Читать «Великая Российская революция: от Февраля к Октябрю 1917 года» онлайн - страница 137

Александр Владленович Шубин

Революционно-демократические силы, осознававшие невозможность немедленного и радикального выхода из кризиса, но противостоящие реставрации авторитарного режима, были представлены социалистическими партиями, прежде всего Партией социалистов-революционеров (эсеров) и социал-демократами меньшевиками. Весной 1917 г. именно революционно-демократические партии стали лидирующей силой в Советах.

Авторитет этих течений был приобретен ими в годы борьбы с царизмом и укреплялся способностью революционно-демократической интеллигенции убедительно обосновать свою позицию в тот период, когда массы рабочих и солдат еще были готовы «потерпеть» в надежде на относительно быстрый выход из кризиса после революции. В то же время социалисты были тесно связаны с массами и отражали их настроения из-за притока новых членов. В социалистические партии, особенно к овеянным романтической славой эсерам, двинулись массы провинциальной интеллигенции. Летом ПСР насчитывала уже до 800 тыс. членов, в большинстве своем новичков - «мартовских эсеров» (среди которых, впрочем, был и министр Керенский). Быть эсером или социал-демократом-меныневиком считалось демократично, в духе времени, но в то же время и респектабельно, можно сказать - модно.

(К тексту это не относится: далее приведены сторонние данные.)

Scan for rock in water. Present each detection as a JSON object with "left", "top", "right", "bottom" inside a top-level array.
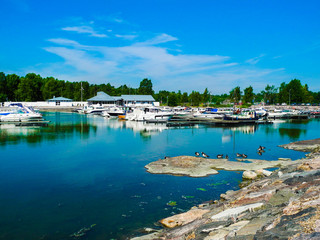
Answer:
[
  {"left": 160, "top": 208, "right": 209, "bottom": 228},
  {"left": 243, "top": 170, "right": 258, "bottom": 180}
]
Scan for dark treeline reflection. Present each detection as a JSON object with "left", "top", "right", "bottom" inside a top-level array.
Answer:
[
  {"left": 278, "top": 128, "right": 307, "bottom": 140},
  {"left": 0, "top": 122, "right": 97, "bottom": 146}
]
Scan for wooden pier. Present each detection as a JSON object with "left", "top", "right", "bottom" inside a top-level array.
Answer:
[{"left": 0, "top": 121, "right": 50, "bottom": 127}]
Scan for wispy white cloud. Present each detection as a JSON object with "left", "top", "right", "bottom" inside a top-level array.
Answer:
[
  {"left": 137, "top": 33, "right": 178, "bottom": 46},
  {"left": 47, "top": 38, "right": 81, "bottom": 47},
  {"left": 245, "top": 54, "right": 266, "bottom": 65},
  {"left": 37, "top": 31, "right": 286, "bottom": 93},
  {"left": 62, "top": 26, "right": 108, "bottom": 38},
  {"left": 115, "top": 34, "right": 138, "bottom": 40}
]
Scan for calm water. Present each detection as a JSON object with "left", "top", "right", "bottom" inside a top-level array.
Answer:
[{"left": 0, "top": 112, "right": 317, "bottom": 239}]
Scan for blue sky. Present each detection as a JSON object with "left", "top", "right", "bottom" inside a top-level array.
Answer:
[{"left": 1, "top": 0, "right": 320, "bottom": 93}]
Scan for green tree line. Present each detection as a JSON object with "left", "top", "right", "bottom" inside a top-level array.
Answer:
[
  {"left": 0, "top": 72, "right": 153, "bottom": 102},
  {"left": 0, "top": 72, "right": 319, "bottom": 106}
]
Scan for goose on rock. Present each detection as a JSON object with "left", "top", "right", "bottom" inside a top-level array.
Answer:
[{"left": 201, "top": 152, "right": 209, "bottom": 158}]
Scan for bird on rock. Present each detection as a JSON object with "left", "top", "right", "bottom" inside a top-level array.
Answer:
[{"left": 201, "top": 152, "right": 209, "bottom": 158}]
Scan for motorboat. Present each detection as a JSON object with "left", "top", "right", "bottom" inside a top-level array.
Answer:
[
  {"left": 0, "top": 103, "right": 44, "bottom": 122},
  {"left": 267, "top": 109, "right": 287, "bottom": 119},
  {"left": 125, "top": 107, "right": 174, "bottom": 122},
  {"left": 106, "top": 106, "right": 126, "bottom": 117},
  {"left": 77, "top": 105, "right": 107, "bottom": 115},
  {"left": 224, "top": 109, "right": 259, "bottom": 121},
  {"left": 193, "top": 108, "right": 225, "bottom": 120}
]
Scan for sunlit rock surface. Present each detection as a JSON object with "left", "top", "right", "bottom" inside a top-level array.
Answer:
[
  {"left": 145, "top": 155, "right": 300, "bottom": 177},
  {"left": 133, "top": 139, "right": 320, "bottom": 239}
]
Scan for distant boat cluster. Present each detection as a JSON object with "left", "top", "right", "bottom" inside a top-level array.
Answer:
[
  {"left": 73, "top": 105, "right": 317, "bottom": 125},
  {"left": 1, "top": 102, "right": 319, "bottom": 128}
]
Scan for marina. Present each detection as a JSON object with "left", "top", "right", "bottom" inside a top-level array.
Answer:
[
  {"left": 1, "top": 1, "right": 319, "bottom": 239},
  {"left": 0, "top": 111, "right": 318, "bottom": 239}
]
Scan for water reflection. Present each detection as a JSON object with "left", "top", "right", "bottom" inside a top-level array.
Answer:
[
  {"left": 101, "top": 119, "right": 169, "bottom": 138},
  {"left": 229, "top": 125, "right": 258, "bottom": 134},
  {"left": 0, "top": 115, "right": 171, "bottom": 146},
  {"left": 221, "top": 125, "right": 258, "bottom": 143},
  {"left": 0, "top": 113, "right": 313, "bottom": 146},
  {"left": 279, "top": 128, "right": 307, "bottom": 140},
  {"left": 0, "top": 121, "right": 97, "bottom": 146}
]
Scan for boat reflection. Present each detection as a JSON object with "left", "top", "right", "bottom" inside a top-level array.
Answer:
[
  {"left": 221, "top": 125, "right": 258, "bottom": 143},
  {"left": 102, "top": 119, "right": 169, "bottom": 138}
]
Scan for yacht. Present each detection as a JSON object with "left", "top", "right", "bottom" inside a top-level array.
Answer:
[
  {"left": 0, "top": 103, "right": 44, "bottom": 122},
  {"left": 224, "top": 109, "right": 259, "bottom": 121},
  {"left": 267, "top": 109, "right": 287, "bottom": 119},
  {"left": 106, "top": 106, "right": 126, "bottom": 117},
  {"left": 77, "top": 105, "right": 107, "bottom": 115},
  {"left": 125, "top": 107, "right": 173, "bottom": 122},
  {"left": 193, "top": 108, "right": 225, "bottom": 120}
]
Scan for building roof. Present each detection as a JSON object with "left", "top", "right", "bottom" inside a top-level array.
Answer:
[
  {"left": 113, "top": 96, "right": 122, "bottom": 100},
  {"left": 87, "top": 91, "right": 116, "bottom": 102},
  {"left": 121, "top": 95, "right": 155, "bottom": 101},
  {"left": 48, "top": 96, "right": 72, "bottom": 101}
]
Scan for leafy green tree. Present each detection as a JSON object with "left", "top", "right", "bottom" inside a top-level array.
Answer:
[
  {"left": 62, "top": 81, "right": 75, "bottom": 100},
  {"left": 229, "top": 86, "right": 241, "bottom": 103},
  {"left": 16, "top": 73, "right": 43, "bottom": 101},
  {"left": 138, "top": 78, "right": 153, "bottom": 95},
  {"left": 176, "top": 90, "right": 182, "bottom": 105},
  {"left": 189, "top": 91, "right": 201, "bottom": 106},
  {"left": 302, "top": 84, "right": 313, "bottom": 103},
  {"left": 181, "top": 92, "right": 188, "bottom": 105},
  {"left": 202, "top": 88, "right": 210, "bottom": 104},
  {"left": 42, "top": 77, "right": 61, "bottom": 100},
  {"left": 6, "top": 74, "right": 20, "bottom": 101},
  {"left": 243, "top": 86, "right": 254, "bottom": 104},
  {"left": 286, "top": 79, "right": 304, "bottom": 104},
  {"left": 278, "top": 82, "right": 288, "bottom": 103},
  {"left": 261, "top": 85, "right": 278, "bottom": 105},
  {"left": 0, "top": 72, "right": 7, "bottom": 102},
  {"left": 168, "top": 92, "right": 178, "bottom": 106},
  {"left": 155, "top": 90, "right": 170, "bottom": 104}
]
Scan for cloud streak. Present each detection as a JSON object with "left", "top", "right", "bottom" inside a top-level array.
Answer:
[
  {"left": 245, "top": 54, "right": 266, "bottom": 65},
  {"left": 62, "top": 26, "right": 108, "bottom": 38},
  {"left": 39, "top": 31, "right": 286, "bottom": 93}
]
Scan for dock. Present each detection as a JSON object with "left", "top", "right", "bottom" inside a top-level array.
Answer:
[{"left": 0, "top": 121, "right": 50, "bottom": 127}]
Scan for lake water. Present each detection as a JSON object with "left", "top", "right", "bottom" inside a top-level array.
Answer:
[{"left": 0, "top": 112, "right": 317, "bottom": 239}]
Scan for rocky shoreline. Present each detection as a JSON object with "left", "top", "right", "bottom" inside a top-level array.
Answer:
[
  {"left": 133, "top": 139, "right": 320, "bottom": 240},
  {"left": 145, "top": 156, "right": 298, "bottom": 178}
]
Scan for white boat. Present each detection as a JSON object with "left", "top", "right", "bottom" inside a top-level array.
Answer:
[
  {"left": 106, "top": 106, "right": 126, "bottom": 117},
  {"left": 77, "top": 105, "right": 107, "bottom": 115},
  {"left": 0, "top": 103, "right": 44, "bottom": 122},
  {"left": 193, "top": 108, "right": 225, "bottom": 120},
  {"left": 224, "top": 109, "right": 259, "bottom": 121},
  {"left": 267, "top": 109, "right": 287, "bottom": 119},
  {"left": 125, "top": 107, "right": 173, "bottom": 122},
  {"left": 254, "top": 107, "right": 268, "bottom": 117}
]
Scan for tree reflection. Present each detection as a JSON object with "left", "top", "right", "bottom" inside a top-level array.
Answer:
[
  {"left": 0, "top": 122, "right": 97, "bottom": 146},
  {"left": 278, "top": 128, "right": 307, "bottom": 140}
]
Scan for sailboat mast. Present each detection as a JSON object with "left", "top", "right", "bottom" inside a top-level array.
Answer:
[{"left": 81, "top": 82, "right": 83, "bottom": 102}]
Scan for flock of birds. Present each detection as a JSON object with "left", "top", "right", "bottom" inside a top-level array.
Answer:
[{"left": 194, "top": 146, "right": 266, "bottom": 159}]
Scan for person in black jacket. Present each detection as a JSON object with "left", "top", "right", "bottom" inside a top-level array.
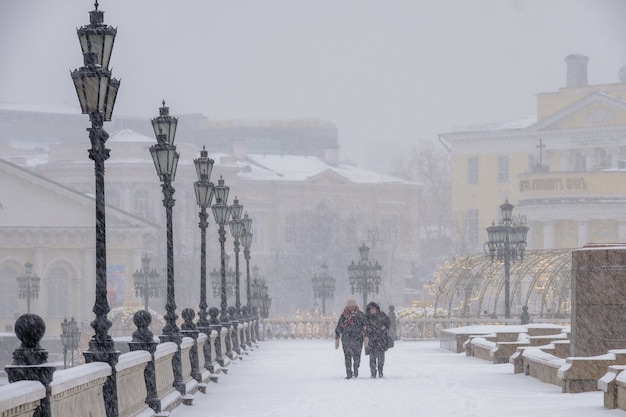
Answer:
[
  {"left": 335, "top": 299, "right": 366, "bottom": 379},
  {"left": 364, "top": 301, "right": 391, "bottom": 378}
]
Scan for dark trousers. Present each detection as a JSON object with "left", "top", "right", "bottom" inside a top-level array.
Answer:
[
  {"left": 343, "top": 343, "right": 362, "bottom": 376},
  {"left": 369, "top": 350, "right": 385, "bottom": 376}
]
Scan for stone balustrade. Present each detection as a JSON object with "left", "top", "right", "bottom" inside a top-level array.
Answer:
[
  {"left": 0, "top": 380, "right": 45, "bottom": 417},
  {"left": 49, "top": 362, "right": 111, "bottom": 417},
  {"left": 153, "top": 342, "right": 182, "bottom": 413},
  {"left": 115, "top": 351, "right": 153, "bottom": 417},
  {"left": 557, "top": 349, "right": 626, "bottom": 393},
  {"left": 180, "top": 337, "right": 198, "bottom": 398},
  {"left": 0, "top": 313, "right": 258, "bottom": 417}
]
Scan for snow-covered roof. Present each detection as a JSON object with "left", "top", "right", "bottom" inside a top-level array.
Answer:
[
  {"left": 238, "top": 154, "right": 410, "bottom": 184},
  {"left": 457, "top": 115, "right": 537, "bottom": 132},
  {"left": 109, "top": 129, "right": 154, "bottom": 143}
]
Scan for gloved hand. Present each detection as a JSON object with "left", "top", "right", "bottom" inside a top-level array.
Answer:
[{"left": 335, "top": 338, "right": 340, "bottom": 349}]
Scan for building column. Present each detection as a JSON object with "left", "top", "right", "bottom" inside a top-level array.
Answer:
[
  {"left": 82, "top": 248, "right": 95, "bottom": 321},
  {"left": 543, "top": 221, "right": 555, "bottom": 249},
  {"left": 33, "top": 248, "right": 45, "bottom": 317}
]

Отчасти «соглашательская» позиция социалистов была продиктована взглядами марксистов, которые опасались брать власть в условиях, когда придется решать «буржуазные задачи», когда у социалистов еще нет административного опыта и не вернулись из эмиграции и из ссылки наиболее известные вожди. Социалисты были готовы искать компромисс между радикальными массами трудящихся и либералы ными «цензовыми элементами» - состоятельной интеллигенцией и предпринимателями, без которых эффективное функционирование экономики представлялось сомнительным. Именно социалистическая интеллигенция взвалила на себя задачу консолидации общества в тяжелых условиях 1917 года. Разделяя цели радикализированных революцией масс, социалистическая интеллигенция сдерживала их, разъясняя утопизм стремления к немедленному воплощению этих целей в жизнь. Грамотность и социальная близость к народу, «народничество» обеспечивали социалистам сохранение их авторитета даже тогда, когда им приходилось агитировать за непопулярные меры. Но постепенно, по мере затягивания преобразований, этот авторитет таял.

У нового правительства не было прочной опоры в массовых организациях, сотнями возникавших или выходивших из подполья после революции: партиях, профсоюзах, советах. Эту опору могла дать только связка с социалистами. Меры принуждения были невозможны, поскольку войска в столице подчинялись Совету.

Поэтому в принятой Временным правительством 26 апреля декларации говорилось: «В основу государственного управления оно (Временное правительство. - А. Ш.) полагает не насилие и принуждение, а добровольное повиновение свободных граждан созданной ими самими власти. Оно ищет опоры не в физической, а в моральной силе». Но ее было явно недостаточно в условиях, когда обострялись социальные противоречия и представления о добре у «цензовиков» и радикалов из рабочих кварталов были диаметрально противоположны. Так что мораль моралью, а требовалось что-то еще для удержания власти. Необходима была или сила (на что надеялся Милюков и другие правые кадеты), или умение манипулировать политическими партнерами и массовым сознанием (что до поры лучше других умел делать Керенский и другие правые социалисты). Временное правительство не являлось демократическим. Оно не могло быть авторитарным (хотя к этому стремились правые кадеты и Гучков). Оно было манипулятивным. Приходилось осваивать искусство скольжения по волнам социальной революции.